Es klappt einfach nicht.

uhai

----------

## franzf

 *uhai wrote:*   

> Ich starte kmail in xfce aus der Konsole nach export $kdehome=/$HOME/.kde3.5

 

Nur zur vollständigen Klärung:

Dir ist bekannt, dass ~/.kde ein symlink ist auf ~/.kde3.5?

Wenn bei dir ~/.kde existiert hat und ein Symlink war (per default, hattest glaub ich vorher ein kde als DE, oder?) und du versuchst, die KDE-Einstellungen zu verschieben mit mv .kde .kde_bkp verschiebt das nur den Symlink, die Einstellungen liiegen immer noch unangetastet in .kde3.5. Beim neueinloggen wird der Symlink wieder erstellt - und alles ist beim Alten...

Also verschieb auch mal den .kde3.5-Ordner und kopier (nach Starten von kde/kmail) die mailrc und den MAIL-Ordner wieder zurück.

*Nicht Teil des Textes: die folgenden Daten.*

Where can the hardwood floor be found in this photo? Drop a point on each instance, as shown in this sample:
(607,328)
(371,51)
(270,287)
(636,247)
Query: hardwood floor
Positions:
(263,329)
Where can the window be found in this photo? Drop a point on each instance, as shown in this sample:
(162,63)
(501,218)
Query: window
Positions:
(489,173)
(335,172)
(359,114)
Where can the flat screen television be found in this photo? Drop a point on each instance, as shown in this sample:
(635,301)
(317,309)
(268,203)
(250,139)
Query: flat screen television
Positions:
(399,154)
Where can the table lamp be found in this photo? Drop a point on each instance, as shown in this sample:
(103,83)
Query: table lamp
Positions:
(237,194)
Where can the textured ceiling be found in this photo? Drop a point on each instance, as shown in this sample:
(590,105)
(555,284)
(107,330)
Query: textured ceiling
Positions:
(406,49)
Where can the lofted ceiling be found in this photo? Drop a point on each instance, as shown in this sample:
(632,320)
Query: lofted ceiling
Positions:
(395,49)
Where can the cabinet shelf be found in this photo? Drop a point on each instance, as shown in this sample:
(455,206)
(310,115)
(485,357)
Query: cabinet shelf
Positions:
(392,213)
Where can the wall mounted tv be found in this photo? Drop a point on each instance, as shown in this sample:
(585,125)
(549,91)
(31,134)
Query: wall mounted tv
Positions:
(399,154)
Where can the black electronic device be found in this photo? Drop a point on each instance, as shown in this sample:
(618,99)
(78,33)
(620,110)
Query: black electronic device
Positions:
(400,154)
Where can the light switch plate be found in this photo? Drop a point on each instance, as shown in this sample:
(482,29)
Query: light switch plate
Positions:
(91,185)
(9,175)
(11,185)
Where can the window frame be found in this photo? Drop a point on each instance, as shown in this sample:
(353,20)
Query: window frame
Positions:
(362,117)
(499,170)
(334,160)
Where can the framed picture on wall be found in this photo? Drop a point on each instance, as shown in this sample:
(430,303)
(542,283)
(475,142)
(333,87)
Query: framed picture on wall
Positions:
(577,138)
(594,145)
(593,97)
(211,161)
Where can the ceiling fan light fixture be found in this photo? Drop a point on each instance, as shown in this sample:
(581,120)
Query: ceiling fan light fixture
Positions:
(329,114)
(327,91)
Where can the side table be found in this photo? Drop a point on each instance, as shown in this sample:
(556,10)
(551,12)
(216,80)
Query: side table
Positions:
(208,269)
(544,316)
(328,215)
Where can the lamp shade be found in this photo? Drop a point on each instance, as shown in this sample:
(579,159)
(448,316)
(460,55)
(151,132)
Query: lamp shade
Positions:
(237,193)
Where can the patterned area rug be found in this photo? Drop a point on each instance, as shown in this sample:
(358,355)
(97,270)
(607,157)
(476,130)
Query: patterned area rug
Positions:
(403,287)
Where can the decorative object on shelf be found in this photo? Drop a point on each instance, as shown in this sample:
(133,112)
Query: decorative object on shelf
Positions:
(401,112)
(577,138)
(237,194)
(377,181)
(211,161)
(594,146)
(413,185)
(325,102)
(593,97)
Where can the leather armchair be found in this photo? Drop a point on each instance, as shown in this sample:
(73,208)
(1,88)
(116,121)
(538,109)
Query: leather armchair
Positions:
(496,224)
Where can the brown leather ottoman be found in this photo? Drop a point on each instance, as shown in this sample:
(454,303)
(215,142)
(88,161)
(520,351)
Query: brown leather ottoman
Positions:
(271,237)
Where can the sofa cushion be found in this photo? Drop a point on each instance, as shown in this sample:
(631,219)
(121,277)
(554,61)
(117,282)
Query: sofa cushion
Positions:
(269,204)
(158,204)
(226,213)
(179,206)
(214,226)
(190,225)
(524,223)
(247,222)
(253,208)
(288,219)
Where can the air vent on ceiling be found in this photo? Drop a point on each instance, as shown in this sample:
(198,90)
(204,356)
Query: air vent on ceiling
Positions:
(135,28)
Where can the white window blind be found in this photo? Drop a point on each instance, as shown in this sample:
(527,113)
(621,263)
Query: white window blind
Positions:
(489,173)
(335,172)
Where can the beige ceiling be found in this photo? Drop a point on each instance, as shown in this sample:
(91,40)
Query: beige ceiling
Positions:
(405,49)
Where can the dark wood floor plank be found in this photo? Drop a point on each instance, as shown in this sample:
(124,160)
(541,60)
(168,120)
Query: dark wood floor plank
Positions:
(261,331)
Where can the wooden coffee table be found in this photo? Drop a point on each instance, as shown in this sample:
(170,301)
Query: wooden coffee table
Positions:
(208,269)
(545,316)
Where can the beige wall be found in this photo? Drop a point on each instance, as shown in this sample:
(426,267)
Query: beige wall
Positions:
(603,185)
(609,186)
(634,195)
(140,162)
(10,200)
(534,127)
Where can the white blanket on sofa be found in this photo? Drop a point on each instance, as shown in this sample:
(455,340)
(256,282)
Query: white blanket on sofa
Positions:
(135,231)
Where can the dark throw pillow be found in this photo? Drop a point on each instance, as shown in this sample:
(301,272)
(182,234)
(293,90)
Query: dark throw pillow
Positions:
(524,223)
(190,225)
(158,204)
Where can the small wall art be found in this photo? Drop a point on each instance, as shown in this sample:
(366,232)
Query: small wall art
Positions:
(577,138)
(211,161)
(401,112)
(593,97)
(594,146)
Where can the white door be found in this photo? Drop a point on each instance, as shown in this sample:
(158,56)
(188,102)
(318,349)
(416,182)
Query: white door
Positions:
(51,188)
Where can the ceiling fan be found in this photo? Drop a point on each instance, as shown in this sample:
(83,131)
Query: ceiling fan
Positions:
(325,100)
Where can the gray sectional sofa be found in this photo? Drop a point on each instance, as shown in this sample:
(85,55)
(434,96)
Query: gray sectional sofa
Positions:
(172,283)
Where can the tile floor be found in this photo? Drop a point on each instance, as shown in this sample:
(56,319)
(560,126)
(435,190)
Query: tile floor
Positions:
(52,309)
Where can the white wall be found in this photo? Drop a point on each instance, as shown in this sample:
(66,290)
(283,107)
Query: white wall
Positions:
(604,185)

Falls alles nicht klappen sollte, kannst du immer noch deine Mails importieren.  Das geht ganz leicht und schnell übers KMail-Menü. Musst nur wissen wo deine alten (gesicherten) Mails liegen  :Wink: 

Grüße

Franz

----------

## uhai

Da isses wieder, mein Problem...

kde verweigert den Start, deshalb habe ich versucht, die Konfiguration neu anlegen zu lassen durch umbennenen von .kde. -> hat nicht geklappt  :Sad: 

Und deshalb habe ich jetzt xfce am laufen....

uhai

----------